CPP and disability: When should you retire and start your pension?

Will your Canada Pension Plan disability income (CPP DI) continue once you retire and start your pension? 
And, should you start your pension now, knowing that your workplace disability income will stop?

Do you lose disability when you retire?
Let’s deal with your CPP question first. To qualify for and maintain CPP disability income, your disability must regularly prevent you from doing any type of substantially gainful work. “Substantially gainful work” is defined as earning income. Essentially, if you earn more than $18,503, the maximum CPP DI benefit for 2023, you will most likely be cut off.
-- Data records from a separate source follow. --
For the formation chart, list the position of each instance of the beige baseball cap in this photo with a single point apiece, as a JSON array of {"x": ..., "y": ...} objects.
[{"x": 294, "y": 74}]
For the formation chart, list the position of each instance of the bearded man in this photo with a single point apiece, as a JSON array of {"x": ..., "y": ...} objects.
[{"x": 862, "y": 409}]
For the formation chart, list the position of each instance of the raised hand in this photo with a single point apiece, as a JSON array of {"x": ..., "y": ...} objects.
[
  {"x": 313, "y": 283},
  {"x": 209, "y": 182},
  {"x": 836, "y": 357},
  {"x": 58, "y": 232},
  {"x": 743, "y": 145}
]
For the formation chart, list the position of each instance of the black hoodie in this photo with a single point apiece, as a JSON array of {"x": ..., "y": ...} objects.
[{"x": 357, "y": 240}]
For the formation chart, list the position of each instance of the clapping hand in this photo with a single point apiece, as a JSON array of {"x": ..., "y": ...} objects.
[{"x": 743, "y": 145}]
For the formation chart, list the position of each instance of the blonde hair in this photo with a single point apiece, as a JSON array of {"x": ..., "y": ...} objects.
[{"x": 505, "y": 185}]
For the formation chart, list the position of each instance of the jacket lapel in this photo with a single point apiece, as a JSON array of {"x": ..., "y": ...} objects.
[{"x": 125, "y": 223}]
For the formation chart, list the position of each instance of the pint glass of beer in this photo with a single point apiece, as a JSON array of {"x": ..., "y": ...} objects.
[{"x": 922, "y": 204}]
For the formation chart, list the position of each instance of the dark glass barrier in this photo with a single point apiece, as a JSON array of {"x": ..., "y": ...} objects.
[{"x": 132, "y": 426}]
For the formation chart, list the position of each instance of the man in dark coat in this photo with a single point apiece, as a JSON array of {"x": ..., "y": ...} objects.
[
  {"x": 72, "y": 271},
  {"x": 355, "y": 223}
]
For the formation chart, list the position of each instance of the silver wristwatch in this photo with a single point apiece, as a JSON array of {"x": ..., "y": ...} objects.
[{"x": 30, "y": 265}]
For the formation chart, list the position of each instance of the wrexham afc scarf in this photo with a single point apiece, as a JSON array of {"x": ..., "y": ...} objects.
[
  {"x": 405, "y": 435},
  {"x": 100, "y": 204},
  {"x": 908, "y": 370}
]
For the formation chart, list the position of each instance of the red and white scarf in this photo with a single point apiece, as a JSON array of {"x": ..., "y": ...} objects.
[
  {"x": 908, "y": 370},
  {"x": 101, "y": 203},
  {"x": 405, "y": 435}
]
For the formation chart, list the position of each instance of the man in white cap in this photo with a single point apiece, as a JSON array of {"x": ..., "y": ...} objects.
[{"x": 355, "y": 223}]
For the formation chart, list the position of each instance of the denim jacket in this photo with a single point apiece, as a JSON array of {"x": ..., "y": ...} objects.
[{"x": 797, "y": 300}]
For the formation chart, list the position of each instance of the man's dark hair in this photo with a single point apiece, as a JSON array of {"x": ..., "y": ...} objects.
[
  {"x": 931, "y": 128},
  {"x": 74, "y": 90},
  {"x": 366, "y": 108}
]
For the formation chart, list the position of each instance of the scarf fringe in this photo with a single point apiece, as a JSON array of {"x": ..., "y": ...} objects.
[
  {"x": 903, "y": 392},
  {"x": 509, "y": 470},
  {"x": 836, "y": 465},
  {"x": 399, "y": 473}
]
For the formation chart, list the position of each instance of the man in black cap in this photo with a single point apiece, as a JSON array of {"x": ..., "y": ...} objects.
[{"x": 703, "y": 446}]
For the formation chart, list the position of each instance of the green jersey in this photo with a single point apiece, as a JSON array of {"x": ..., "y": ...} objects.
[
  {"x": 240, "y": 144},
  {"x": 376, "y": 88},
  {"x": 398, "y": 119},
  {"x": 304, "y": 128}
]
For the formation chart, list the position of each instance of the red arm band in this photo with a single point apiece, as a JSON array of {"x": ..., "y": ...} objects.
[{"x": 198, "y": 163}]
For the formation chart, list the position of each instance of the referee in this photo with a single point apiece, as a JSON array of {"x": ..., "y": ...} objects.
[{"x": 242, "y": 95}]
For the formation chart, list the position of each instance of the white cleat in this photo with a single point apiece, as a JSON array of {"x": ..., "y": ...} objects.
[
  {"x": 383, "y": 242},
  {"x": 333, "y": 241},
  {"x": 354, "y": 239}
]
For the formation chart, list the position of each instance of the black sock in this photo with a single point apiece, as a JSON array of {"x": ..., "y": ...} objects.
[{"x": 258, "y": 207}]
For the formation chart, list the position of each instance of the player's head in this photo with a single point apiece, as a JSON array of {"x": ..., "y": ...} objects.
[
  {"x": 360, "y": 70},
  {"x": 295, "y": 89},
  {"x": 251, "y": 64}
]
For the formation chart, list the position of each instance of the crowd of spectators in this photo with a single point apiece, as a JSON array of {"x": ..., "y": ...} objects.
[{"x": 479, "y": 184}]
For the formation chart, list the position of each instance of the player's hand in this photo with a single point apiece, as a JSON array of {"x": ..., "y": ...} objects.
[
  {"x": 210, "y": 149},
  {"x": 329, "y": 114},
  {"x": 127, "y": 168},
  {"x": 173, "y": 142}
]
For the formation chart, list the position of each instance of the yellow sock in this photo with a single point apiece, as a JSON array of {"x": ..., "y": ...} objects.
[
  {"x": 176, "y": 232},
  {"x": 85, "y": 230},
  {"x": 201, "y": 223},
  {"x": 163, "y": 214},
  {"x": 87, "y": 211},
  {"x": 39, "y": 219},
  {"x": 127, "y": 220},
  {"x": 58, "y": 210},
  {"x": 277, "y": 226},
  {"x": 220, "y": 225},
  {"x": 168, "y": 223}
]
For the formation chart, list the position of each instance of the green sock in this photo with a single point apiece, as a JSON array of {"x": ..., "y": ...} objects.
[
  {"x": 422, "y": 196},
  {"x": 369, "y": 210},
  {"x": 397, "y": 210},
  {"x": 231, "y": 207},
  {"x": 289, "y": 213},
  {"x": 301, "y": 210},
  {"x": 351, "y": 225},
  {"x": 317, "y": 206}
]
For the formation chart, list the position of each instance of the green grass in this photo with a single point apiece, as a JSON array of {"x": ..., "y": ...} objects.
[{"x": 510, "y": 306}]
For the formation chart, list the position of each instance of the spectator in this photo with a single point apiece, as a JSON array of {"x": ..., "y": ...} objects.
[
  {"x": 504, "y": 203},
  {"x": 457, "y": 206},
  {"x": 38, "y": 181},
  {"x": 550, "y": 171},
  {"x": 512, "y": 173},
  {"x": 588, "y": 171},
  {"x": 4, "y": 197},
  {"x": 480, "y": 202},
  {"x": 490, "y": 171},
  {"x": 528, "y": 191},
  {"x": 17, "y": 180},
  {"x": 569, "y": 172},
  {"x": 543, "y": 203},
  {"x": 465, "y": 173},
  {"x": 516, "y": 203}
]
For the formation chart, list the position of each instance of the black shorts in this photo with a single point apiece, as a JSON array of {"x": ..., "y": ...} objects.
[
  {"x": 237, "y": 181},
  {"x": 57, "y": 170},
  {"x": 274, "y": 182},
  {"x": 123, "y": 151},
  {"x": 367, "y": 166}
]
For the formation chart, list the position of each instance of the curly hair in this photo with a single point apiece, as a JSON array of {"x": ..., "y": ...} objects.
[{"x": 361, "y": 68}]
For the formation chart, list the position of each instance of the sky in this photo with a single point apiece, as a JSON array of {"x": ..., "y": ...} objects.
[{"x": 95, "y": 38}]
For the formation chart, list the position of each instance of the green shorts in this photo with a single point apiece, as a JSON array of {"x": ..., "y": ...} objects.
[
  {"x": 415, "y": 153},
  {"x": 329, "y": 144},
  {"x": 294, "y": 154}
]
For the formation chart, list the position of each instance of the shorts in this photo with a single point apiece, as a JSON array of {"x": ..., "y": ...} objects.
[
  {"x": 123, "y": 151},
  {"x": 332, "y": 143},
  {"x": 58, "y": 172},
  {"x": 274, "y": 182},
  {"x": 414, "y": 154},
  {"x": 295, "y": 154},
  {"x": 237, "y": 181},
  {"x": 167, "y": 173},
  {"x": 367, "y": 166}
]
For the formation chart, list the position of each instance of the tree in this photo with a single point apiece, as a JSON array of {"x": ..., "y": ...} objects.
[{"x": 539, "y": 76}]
There is a grey income earning range between $6,600 and $18,503 a year, in which your CPP DI may be reduced or even eliminated. In this range, it is difficult to estimate the impact on CPP DI because CPP deals with people on a case-by-case basis.
The good news for you, Wilma, is that CPP uses earned income as the measure of your ability to work and earn an income, and not passive income. Passive income is basically the income you didn’t have to work for to receive. That includes company pensions, registered retirement savings plan (RRSP) and/or registered retirement income fund (RRIF) withdrawals, rental property income, and so on. With a few exceptions, passive income will not affect your CPP.
So, the answer to your first question is: Yes, your CPP disability income will continue if you retire now and start to collect your pension. 
When on disability, should you retire early?
Now, is that what you should do? Like most things concerning money and retirement, it depends on factors like math, your lifestyle and spending behaviours, tax and group health benefits. 
If you retire and start your pension now, you will be replacing $16,000 a year with $29,905 annually for the next four years, before you turn 65. That’s an extra $13,905 a year, or an additional $55,620 over four years.
After 65, your lifetime pension will be $20,034 a year, rather than $23,034, if you waited until turning 65 before retiring. So, after age 65 you will have $3,000 less a year in today’s dollars. If I divide that $3,000 into $55,620, that tells me it will be 18.5 years before the pension pays out the same amount of money if you retired now rather than later at 65. That makes age 79 the break-even point for you. The best mathematical choice for starting your pension is at age 65 should you live beyond age 79.
A few things will shorten or extend the break-even point, though. For example, you may save and invest the additional $55,620 you earned by starting your pension now. Do that and the break-even point will extend beyond age 79.